A reliable explanation of a prediction reveals why a classifier makes a certain prediction, and it helps users accept or reject the prediction with greater confidence.
Our analysis revealed that most of the literature's attribution methods have theoretical properties contrary to this goal. Invariance under model randomization in explanation methods gave us a concrete way to rule out the method's adequacy for certain tasks and unmask its weaknesses.
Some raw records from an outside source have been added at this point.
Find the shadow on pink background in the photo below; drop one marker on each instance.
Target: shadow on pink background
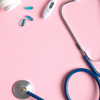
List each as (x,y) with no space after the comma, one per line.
(43,51)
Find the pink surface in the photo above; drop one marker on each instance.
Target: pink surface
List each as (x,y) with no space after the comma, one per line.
(43,51)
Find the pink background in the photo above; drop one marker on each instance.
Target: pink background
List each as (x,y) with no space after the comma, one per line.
(43,51)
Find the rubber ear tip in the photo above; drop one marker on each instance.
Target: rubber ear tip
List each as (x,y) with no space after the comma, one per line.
(77,0)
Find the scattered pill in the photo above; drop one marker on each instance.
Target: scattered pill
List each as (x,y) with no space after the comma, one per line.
(22,22)
(29,18)
(29,8)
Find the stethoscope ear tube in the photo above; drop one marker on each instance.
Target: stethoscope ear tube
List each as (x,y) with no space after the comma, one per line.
(75,71)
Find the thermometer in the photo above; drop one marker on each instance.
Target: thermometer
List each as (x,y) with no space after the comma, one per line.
(49,8)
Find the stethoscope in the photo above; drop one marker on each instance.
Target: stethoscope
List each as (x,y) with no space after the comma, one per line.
(23,89)
(94,73)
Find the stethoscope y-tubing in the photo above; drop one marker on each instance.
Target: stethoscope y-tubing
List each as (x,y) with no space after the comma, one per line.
(77,43)
(94,73)
(75,71)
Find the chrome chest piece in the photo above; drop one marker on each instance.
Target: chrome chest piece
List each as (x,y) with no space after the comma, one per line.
(20,88)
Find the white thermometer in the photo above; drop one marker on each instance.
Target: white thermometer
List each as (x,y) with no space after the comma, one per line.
(49,8)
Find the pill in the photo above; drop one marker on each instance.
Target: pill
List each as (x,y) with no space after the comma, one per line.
(29,8)
(29,18)
(22,22)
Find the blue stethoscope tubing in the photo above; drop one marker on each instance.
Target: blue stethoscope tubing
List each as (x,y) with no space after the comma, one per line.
(94,73)
(75,71)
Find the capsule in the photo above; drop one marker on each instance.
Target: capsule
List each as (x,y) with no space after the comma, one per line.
(29,18)
(22,22)
(29,8)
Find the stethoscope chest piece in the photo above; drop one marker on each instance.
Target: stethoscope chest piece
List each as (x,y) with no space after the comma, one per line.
(20,88)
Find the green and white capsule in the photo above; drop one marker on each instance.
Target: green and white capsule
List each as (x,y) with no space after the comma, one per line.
(29,18)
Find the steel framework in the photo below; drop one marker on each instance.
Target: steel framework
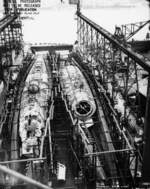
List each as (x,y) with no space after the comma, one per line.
(119,72)
(127,31)
(10,33)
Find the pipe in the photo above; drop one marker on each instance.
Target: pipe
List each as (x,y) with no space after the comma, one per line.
(22,177)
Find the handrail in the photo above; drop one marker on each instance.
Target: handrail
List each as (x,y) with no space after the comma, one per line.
(110,37)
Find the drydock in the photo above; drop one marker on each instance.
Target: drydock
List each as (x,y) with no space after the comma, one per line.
(73,120)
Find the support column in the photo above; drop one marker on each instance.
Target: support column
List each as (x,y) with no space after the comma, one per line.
(146,152)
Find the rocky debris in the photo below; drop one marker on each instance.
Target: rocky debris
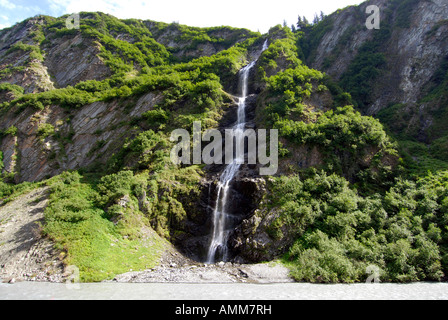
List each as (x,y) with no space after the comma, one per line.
(223,272)
(24,254)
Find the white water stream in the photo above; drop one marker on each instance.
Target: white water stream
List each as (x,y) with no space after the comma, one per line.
(219,237)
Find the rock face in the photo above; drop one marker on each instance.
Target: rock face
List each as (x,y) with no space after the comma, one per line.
(24,253)
(74,59)
(414,47)
(89,134)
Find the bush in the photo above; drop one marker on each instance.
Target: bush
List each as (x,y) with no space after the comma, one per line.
(340,234)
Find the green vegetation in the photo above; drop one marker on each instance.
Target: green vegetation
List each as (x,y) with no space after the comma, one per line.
(366,202)
(338,234)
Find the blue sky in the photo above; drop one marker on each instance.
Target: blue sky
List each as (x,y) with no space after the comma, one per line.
(257,15)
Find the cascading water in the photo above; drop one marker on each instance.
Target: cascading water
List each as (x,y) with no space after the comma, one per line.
(218,245)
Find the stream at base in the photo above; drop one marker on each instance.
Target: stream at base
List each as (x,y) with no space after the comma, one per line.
(237,291)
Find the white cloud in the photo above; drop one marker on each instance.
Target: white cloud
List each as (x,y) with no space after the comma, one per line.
(7,4)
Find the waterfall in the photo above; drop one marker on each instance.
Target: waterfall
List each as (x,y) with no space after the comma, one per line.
(219,234)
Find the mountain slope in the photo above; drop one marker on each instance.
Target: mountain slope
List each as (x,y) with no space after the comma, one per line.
(95,129)
(396,73)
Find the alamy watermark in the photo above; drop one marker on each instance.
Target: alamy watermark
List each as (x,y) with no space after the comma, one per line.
(213,152)
(374,20)
(73,21)
(374,272)
(72,282)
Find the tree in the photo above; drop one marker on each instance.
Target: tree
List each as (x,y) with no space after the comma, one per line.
(322,15)
(302,23)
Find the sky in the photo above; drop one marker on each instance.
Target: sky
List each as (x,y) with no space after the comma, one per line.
(256,15)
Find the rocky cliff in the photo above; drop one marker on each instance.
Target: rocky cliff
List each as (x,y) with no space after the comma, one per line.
(101,102)
(397,64)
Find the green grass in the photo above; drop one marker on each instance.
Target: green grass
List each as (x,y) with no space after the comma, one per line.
(93,243)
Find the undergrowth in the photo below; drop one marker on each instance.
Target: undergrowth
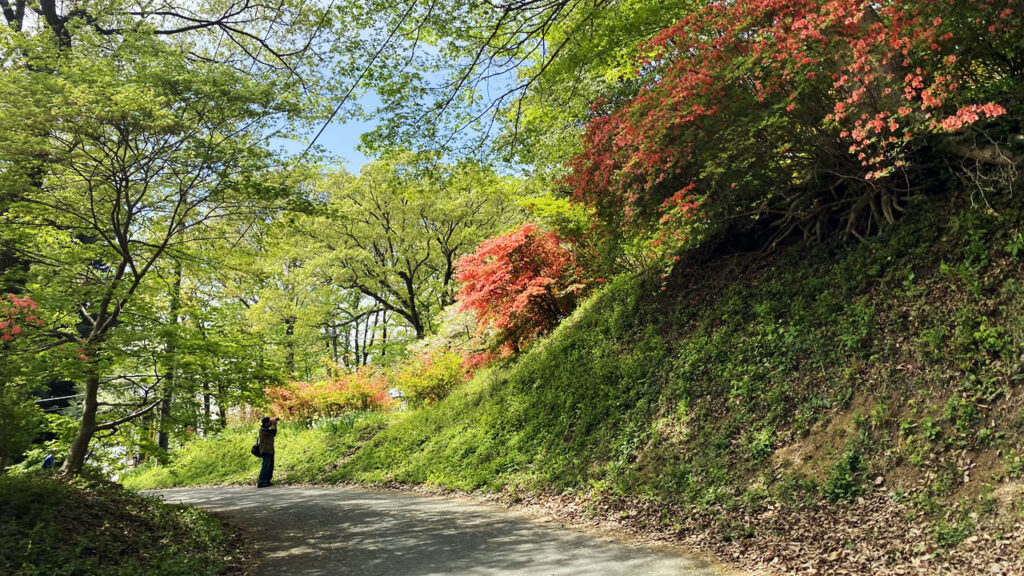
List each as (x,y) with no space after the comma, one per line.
(52,527)
(886,359)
However, explanations that do not depend on model parameters or training data might still depend on the model architecture and provide useful information about the prior incorporated model architecture.
We see several promising directions for future works. A possible direction is to understand how to increase negative relevance scores in methods that backpropagate only positive ones. In fact, they seem to be crucial to avoid the convergence to a rank-1 matrix, responsible for the model insensitivity, and increase the class-discriminativeness.
Furthermore, we can expand this analysis to other explanation algorithms, such as model-agnostic, perturbation-based methods, and perform other tests, like label randomization, useful for investigating XAI's trustworthiness.
We hope that our work can guide researchers in assessing the scope of model explanation methods and designing new model explanations along these lines.